Leaving no one behind with COVID-19

By Katherine Lippel

On the heels of the COVID-19 crisis, the federal government has now improved access to Employment Insurance, and some provinces, but not all, have discouraged employers from requiring sick notes. Banks have offered a six month payment deferral for mortgages and organizations responsible for workers’ compensation and occupational health and safety in some provinces have produced timely guidance material.

Much more needs to be done.

Little if any action has been taken to relieve the needs of tenants who can’t meet their rental payments.  No one in Canada, including the precariously employed, should be left homeless or destitute because of COVID-19 and the consequences it will have for both the health of our people and our economy.

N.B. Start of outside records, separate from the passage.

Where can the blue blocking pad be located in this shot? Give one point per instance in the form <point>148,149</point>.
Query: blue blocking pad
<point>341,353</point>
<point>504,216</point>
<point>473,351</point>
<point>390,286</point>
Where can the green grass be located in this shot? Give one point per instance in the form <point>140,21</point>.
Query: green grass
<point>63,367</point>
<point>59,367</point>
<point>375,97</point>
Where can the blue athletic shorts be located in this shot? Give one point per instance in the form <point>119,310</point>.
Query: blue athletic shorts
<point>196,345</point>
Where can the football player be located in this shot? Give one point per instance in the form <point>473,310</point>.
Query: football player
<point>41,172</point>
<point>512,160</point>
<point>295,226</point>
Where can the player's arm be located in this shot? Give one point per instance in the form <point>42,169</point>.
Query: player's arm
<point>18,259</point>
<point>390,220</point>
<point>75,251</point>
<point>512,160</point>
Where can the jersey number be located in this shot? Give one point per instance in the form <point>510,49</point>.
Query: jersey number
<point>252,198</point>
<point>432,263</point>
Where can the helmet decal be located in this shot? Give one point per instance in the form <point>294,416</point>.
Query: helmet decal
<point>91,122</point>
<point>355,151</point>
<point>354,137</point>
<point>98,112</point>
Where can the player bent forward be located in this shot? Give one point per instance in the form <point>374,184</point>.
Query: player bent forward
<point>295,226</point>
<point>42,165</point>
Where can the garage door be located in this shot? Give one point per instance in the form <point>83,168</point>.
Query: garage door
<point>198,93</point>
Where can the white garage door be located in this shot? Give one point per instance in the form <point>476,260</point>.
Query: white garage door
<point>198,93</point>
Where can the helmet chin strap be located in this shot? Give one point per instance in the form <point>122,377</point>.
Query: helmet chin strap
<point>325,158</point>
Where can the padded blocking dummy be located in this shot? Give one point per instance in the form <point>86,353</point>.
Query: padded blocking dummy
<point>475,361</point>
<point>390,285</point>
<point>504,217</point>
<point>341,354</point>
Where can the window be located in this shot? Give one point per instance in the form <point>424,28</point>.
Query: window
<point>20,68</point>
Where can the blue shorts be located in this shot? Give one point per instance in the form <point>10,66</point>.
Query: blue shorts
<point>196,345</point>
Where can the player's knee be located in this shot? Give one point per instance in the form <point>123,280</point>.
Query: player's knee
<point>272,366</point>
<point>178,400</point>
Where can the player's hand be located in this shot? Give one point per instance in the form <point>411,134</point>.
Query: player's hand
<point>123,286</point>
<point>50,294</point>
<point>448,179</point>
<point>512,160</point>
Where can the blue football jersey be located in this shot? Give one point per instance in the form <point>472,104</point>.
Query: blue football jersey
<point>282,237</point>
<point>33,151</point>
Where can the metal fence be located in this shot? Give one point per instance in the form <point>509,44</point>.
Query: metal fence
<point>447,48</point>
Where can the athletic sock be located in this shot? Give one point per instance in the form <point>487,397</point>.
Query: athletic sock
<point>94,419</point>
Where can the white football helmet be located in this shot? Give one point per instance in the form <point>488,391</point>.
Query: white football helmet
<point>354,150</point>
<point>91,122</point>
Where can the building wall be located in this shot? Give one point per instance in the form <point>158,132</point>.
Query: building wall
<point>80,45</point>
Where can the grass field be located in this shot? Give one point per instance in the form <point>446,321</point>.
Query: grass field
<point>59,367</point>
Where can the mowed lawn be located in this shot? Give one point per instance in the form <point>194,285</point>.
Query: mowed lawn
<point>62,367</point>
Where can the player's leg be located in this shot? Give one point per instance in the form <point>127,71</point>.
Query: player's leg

We must ensure that workers have the ability to stop working if they are ill, in their own interest, and in the interest of public health.

Statistics Canada estimates that between 27 per cent and 45 per cent of all Canadian workers do not have full-time stable jobs.  This does not include low wage earners with full time stable jobs who still live from paycheck to paycheck.  The precariously employed include: the solo self-employed including those working in the gig economy; those on temporary contracts, working on call or for temporary employment agencies; and part-time workers, including the involuntary part-time.

In many provinces, full time low-wage earners are also in situations of employment precarity where employers may lay them off at will or where non-unionized workers can be fired for being absent for more than three days, even if they are absent because of illness.  Labour legislation does not discourage employers from requiring sicknotes to justify absences.

Bill 148 in Ontario had curtailed employers’ right to require sicknotes, but that provision was repealed by the Ford Government’s Making Ontario Open for Business Bill 47. Now we’ve heard promises that legislation is in the works that will ensure employers no longer require sickness notes in Ontario for those in quarantine, although the legislation has yet to be tabled.

Anyone can be at risk of contracting COVID-19 at work, but workers in certain sectors, such as health care, and also those working with the public, are particularly at risk.  Occupational Health and Safety legislation requires that employers protect workers from hazards, and workers have the right to refuse work that endangers their health.

Health and safety regulators and public health officials are mandated to proactively provide guidance to workers on the front lines to protect their health and safety and that of others.

If workers do become ill out of and in the course of their employment, workers’ compensation should normally be provided. Compensation boards need to adapt their requirements of all injured workers in light of current challenges to the health care system.

Lots of workers will be falling through the cracks of a very uneven social safety net in Canada, primarily provincially regulated with regard to labour legislation, and federally regulated, with regard to Employment Insurance.

In other words, it is highly likely that some workers will not be able to pay their rent or feed their families if the current crisis is to go on for weeks or even months. Our governments need to take more action.

Legislation improving Labour Standards and Workers’ Compensation coverage is required to ensure that all workers who are absent because of illness or in quarantine should be guaranteed economic support while they are away, regardless of their contractual status. They should not be required to produce sick notes by their employers and they should be protected from reprisals if they are absent for health reasons.

New measures should be introduced to protect the jobs of workers who are unable to work because of COVID-19.  Provinces should enact temporary prohibition of evictions for non-payment of rent.

It sometimes takes a crisis to reveal all the fault lines in our flawed social safety nets.  We can weather the difficulties arising from COVID-19, but only if we face it together, and make sure to leave no one in Canada behind.

 

 

Katherine Lippel is the Distinguished Research Chair in Occupational Health and Safety Law and a member of the Centre for Health Law, Policy and Ethics at the University of Ottawa.